In meinem Fall hatten die Schläge besonders fatale Folgen. Ich war erst wenige Tage von einer Gehirnerschütterung wieder genesen. Als kleiner Junge (im Alter von 5 oder 6 Jahren) wurde eine Augenfehlstellung durch eine Langzeitbehandlung (Abdeckung des schielenden Auges) weitest gehend korrigiert. Durch die nicht zur Ausheilung gekommenen Gehirnerschütterung und die neuerlichen Schläge auf den Kopf wurde diese Behandlung, also die Augenkorrektur, zunichte gemacht.

Seit dieser Zeit leide ich an einer gravierenden nicht mehr reparablen Fehlstellung eines Auges, die auch bewirkt hat, dass die Sehstärke dieses „Schielauges“ im Laufe der Zeit auf 20% gesunken ist und räumliches Sehen gar nicht möglich ist. Diese Augenfehlstellung begleitet mich mein ganzes Leben und beeinträchtigt mich sowohl körperlich als auch psychisch. Insbesondere als junger Mann habe ich wahnsinnig unter Minderwertigkeitskomplexen gelitten. Heute noch plagen mich regelmäßig auftretenden, schweren Kopfschmerzen, die nachdem nun in den letzten Monaten dies alles wieder hoch kommt, besonders heftig sind.

Für den besagten Pater gab es offensichtlich keine Konsequenzen, dieser und seine Mitbrüder prügelten weiterhin. Doch eine Folge hatte dies alles, von dem Zeitpunkt an wurden die Kinder, die reif für eine Tracht Prügel waren, gefragt, ob sie in jüngster zeit eine Kopfverletzung hatten. Wurde dies bejaht, was natürlich sehr selten der Fall war, gab es als Prügelersatz eine saftige schriftliche Strafarbeit.

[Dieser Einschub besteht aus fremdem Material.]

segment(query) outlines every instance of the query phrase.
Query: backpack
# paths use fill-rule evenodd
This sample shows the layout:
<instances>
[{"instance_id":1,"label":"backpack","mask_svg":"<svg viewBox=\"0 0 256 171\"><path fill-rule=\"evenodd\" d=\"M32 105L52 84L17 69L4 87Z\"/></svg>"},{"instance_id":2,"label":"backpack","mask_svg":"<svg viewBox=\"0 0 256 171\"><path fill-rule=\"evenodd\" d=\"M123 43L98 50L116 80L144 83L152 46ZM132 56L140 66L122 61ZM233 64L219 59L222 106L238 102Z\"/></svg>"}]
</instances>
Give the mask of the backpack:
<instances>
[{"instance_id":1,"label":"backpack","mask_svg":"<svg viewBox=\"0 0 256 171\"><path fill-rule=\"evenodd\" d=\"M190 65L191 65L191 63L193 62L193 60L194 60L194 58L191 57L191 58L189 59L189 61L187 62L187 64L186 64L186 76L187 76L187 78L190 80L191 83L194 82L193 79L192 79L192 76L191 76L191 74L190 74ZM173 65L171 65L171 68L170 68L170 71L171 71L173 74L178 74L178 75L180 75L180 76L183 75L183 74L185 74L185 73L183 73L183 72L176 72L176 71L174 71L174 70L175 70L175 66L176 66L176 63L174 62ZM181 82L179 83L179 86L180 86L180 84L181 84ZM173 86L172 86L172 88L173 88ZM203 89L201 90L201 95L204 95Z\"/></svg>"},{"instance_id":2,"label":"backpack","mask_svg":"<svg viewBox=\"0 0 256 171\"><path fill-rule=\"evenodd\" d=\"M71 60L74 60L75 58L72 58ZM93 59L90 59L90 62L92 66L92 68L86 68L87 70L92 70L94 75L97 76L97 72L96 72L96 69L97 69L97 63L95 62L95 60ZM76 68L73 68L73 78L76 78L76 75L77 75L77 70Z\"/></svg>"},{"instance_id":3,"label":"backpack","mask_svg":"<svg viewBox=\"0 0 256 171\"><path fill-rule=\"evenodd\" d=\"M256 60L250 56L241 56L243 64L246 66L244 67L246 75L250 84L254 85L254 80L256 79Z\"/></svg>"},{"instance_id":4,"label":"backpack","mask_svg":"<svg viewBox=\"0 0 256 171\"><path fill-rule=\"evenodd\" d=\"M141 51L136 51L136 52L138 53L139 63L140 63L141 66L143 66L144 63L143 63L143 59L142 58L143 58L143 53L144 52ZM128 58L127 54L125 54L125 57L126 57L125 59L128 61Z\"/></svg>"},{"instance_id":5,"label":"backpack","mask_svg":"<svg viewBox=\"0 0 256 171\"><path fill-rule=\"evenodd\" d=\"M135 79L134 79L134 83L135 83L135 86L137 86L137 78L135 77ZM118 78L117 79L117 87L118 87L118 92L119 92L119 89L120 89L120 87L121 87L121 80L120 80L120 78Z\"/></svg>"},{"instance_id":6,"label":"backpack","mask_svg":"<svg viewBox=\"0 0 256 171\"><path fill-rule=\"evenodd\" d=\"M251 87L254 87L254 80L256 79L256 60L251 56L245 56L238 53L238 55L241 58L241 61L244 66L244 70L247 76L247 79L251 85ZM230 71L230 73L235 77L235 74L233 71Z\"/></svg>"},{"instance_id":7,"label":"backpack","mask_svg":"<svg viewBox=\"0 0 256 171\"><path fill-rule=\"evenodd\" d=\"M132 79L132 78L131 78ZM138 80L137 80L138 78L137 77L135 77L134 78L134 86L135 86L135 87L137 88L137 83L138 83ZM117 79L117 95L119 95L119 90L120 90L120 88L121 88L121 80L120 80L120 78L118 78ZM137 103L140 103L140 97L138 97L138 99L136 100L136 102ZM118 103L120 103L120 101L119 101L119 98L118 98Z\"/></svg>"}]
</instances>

Jahre später, ich hatte inzwischen als Abiturient die Schule verlassen, nahm ich mir ein Herz und machte mich auf den Weg zum „heiligen Berg“. Ich wollte Pater X. zur Rede stellen und von ihm wissen, warum er mir das damals angetan hatte. Zu meinem Erstaunen empfing mich Pater X. in seinem Zimmer. Ich traf aber einen hilflosen, gebrochenen Mann an. Pater X. lag im Endstadium einer schweren Krankheit, an der er kurze Zeit später versterben sollte. Ich brachte es nicht übers Herz, ihm meine Fragen zu stellen. Stattdessen folgte ich seiner Bitte, mit ihm zusammen zu beten. So blieb es mir für immer versagt, das zu erfahren, warum ich mich auf dem Weg zu ihm gemacht hatte.